The meeting starts at 6:30 p.m. in the Menlo Park Senior Center at 100 Terminal Ave.
Fine arts festival
The annual sidewalk fine arts festival returns to Menlo Park from April 11 through 13. Sponsored by the Chamber of Commerce, the event will exhibit works by 90 artists, displayed along Santa Cruz Avenue.
This year's featured artists include sculptor Chris Efstratis and photographer Barbara Lee.
The free festival runs from 10 a.m. to 6 p.m. on Friday and Saturday, and 10 a.m. to 5 p.m. on Sunday.
Search and rescue team deploys to Alaska
With Washington state's search and rescue teams busy with the aftermath of a deadly mudslide, a large-scale disaster exercise in nearby Alaska found itself short on participants.

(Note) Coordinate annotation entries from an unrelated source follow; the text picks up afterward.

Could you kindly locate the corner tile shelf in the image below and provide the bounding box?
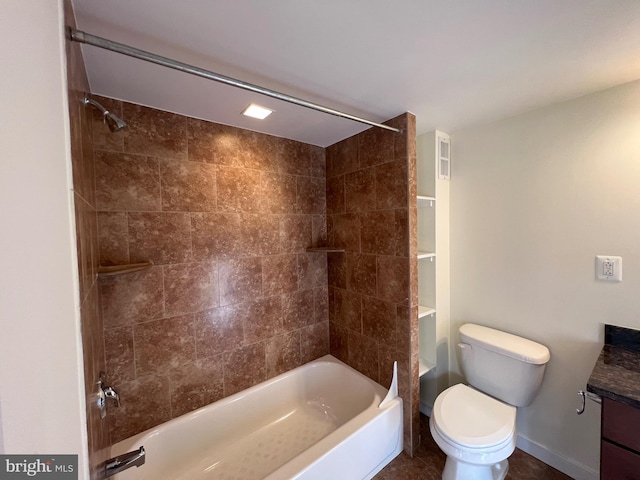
[305,247,344,253]
[98,262,153,277]
[418,358,436,377]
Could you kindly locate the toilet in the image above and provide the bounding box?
[429,323,551,480]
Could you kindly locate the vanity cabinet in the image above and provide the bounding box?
[600,398,640,480]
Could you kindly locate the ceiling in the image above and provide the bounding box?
[72,0,640,147]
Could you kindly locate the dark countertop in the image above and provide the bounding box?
[587,325,640,408]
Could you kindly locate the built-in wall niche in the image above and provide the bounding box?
[416,131,451,414]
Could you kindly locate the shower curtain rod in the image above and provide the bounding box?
[69,27,401,133]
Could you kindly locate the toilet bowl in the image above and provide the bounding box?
[429,384,516,480]
[429,323,551,480]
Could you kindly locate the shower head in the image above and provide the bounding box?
[84,97,127,132]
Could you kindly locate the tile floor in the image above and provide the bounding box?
[374,415,571,480]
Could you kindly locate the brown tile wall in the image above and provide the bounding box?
[64,0,110,480]
[326,114,419,454]
[92,97,329,443]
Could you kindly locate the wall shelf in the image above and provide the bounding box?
[418,357,436,377]
[305,247,344,253]
[417,195,436,207]
[98,262,153,277]
[418,305,436,318]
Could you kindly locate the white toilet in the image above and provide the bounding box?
[429,323,551,480]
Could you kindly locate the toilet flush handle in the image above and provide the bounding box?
[576,390,602,415]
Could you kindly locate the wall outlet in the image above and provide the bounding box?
[596,255,622,282]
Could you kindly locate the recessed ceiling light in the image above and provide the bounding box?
[242,103,273,120]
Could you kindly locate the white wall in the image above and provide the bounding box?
[451,82,640,478]
[0,0,87,478]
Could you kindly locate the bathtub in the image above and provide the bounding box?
[111,355,402,480]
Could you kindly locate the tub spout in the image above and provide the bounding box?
[104,447,146,478]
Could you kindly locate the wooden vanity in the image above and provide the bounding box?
[587,325,640,480]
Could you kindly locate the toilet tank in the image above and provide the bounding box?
[458,323,551,407]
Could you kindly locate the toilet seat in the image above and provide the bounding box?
[432,384,516,453]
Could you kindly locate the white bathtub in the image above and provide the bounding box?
[111,355,402,480]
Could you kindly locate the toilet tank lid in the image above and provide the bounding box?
[459,323,551,365]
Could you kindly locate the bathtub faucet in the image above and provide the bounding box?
[104,447,146,478]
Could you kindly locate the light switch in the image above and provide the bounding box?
[596,255,622,282]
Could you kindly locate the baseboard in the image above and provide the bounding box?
[516,435,600,480]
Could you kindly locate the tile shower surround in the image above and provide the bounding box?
[326,114,419,453]
[92,97,336,443]
[64,0,110,480]
[64,0,419,464]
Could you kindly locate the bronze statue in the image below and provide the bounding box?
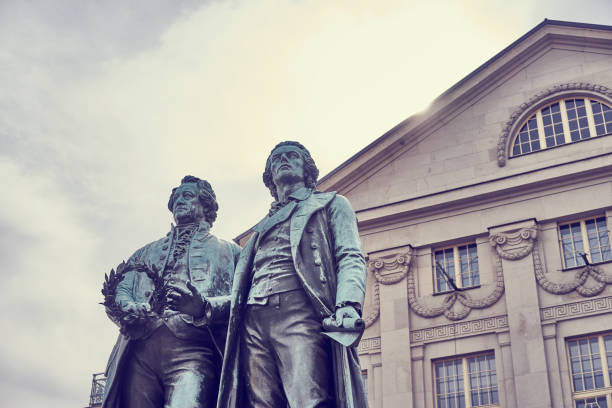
[102,176,240,408]
[217,142,367,408]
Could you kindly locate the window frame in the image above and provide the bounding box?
[565,331,612,408]
[431,350,502,408]
[507,93,612,159]
[557,214,612,270]
[431,240,481,295]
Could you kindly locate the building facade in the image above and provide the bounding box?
[319,20,612,408]
[90,20,612,408]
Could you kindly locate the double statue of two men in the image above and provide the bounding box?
[103,142,367,408]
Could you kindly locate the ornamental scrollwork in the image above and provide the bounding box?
[407,255,505,321]
[533,242,612,297]
[363,249,412,327]
[489,227,538,261]
[497,82,612,167]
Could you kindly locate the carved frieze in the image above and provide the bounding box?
[540,296,612,322]
[357,337,380,354]
[363,249,412,327]
[497,82,612,167]
[410,315,508,344]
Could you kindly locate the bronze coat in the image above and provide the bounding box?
[217,191,367,408]
[102,223,240,408]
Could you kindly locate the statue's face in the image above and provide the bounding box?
[172,183,204,225]
[270,146,304,186]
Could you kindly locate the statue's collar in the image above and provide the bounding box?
[170,220,210,233]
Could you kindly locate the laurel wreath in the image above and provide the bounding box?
[100,262,166,335]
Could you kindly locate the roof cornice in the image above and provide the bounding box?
[318,20,612,194]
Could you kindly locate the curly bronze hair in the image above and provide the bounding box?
[263,141,319,201]
[168,176,219,227]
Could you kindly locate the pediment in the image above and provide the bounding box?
[319,20,612,212]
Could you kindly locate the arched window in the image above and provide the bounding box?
[511,96,612,157]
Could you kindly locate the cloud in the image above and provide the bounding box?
[0,0,611,406]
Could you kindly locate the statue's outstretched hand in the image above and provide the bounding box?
[335,305,360,327]
[121,302,151,318]
[166,282,206,318]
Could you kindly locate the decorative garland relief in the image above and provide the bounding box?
[364,226,612,327]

The exercise, Operation Shield, had been in the works for two years. But members of California Task Force 3, sponsored by the Menlo Park Fire Protection District, got only a few hours' notice that they were being asked to fill in, according to Chief Harold Schapelhouman. The last-minute scramble was nothing new for a team that saw deployment after the Oklahoma City bombing and Hurricane Katrina.
"Essentially, our folks are in their comfort zone of controlled chaos — right where we want them to be in preparation for a real emergency," Chief Schapelhouman said in a press release. He described the invitation as "an incredible honor for our team."
Seventy-two team members flew to Alaska at 3 a.m. on Thursday, March 27, to join the Anchorage Fire Department and National Guard over the following 24 hours in an exercise involving a debris pile simulating a structure collapsed by an earthquake. They then returned home on Saturday night.